Published: 7:51PM Tuesday April 16, 2013 Source: ONE News

David Bain has won the right to have his case against Justice Minister Judith Collins heard in Auckland.

Bain is seeking to have a judicial review into the way in which the Government handled a report into his case for compensation late last year.

His decision to file the application for the review in Auckland was challenged by Collins last month.

Collins said everything material to Bain's application happened in the Capital and the case should be heard by the High Court in Wellington.

However, Justice Patrick Keane has denied the Minister's application for transfer.

"I find that Mr Bain was entitled to bring his application for review in the Auckland Registry of this Court and I decline the Minister's application for transfer of the case to the Wellington Registry," Keane said in his ruling.

The Judicial Review will begin in late July.

Report controversy

Late last year the report, by retired Canadian judge Ian Binnie, concluded Bain was innocent of murdering his family and should receive compensation for the 13 years he spent in prison.

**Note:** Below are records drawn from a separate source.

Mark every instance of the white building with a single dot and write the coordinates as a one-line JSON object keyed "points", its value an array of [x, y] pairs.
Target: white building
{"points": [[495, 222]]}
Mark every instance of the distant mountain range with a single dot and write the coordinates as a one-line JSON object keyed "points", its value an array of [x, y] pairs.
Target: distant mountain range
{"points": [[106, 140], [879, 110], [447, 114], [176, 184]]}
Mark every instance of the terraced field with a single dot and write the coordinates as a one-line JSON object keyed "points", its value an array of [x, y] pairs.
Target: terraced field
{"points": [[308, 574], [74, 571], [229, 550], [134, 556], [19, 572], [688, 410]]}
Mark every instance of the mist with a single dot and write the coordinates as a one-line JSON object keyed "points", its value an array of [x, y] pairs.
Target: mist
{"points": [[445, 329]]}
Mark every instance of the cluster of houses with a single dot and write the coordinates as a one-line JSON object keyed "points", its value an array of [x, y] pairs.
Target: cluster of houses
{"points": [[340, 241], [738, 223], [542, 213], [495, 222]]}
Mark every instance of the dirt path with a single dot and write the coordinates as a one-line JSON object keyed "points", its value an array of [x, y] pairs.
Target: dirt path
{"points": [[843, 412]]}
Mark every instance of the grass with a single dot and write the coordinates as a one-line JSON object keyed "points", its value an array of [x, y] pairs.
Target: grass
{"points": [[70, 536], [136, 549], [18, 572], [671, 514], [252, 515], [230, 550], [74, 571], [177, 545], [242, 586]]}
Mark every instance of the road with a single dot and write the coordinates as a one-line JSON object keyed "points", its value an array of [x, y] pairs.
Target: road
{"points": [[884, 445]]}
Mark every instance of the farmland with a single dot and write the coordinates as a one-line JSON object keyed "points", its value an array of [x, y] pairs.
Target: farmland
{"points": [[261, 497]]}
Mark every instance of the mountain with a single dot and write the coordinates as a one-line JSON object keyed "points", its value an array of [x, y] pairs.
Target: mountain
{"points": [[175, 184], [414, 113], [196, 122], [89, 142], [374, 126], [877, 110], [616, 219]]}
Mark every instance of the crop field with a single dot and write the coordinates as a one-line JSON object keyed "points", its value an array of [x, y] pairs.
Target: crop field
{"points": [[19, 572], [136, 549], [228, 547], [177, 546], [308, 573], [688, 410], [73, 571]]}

Bain could be awarded several million dollars but Collins rejected the report, describing it as flawed, and ordered a peer review by New Zealand lawyer Robert Fisher.

Long-time David Bain supporter Joe Karam said it was the secrecy with which Collins acted against the report which they are challenging.

"From the day Justice Binnie's report landed in Judith Collins' office she deliberately decided to exclude David Bain and his team from what she then did, and even when we wrote letters to her asking what she was doing her response in layman's terms was 'mind your own business'," he told ONE News earlier this year.

Bain's claim for compensation will be deferred pending the outcome of the review.

He was convicted in 1995 of murdering five members of his family in Dunedin. In 2007, the Privy Council quashed his convictions on the grounds of a substantial miscarriage of justice and ordered a retrial.

A jury acquitted him in June 2009 after almost 13 years in prison.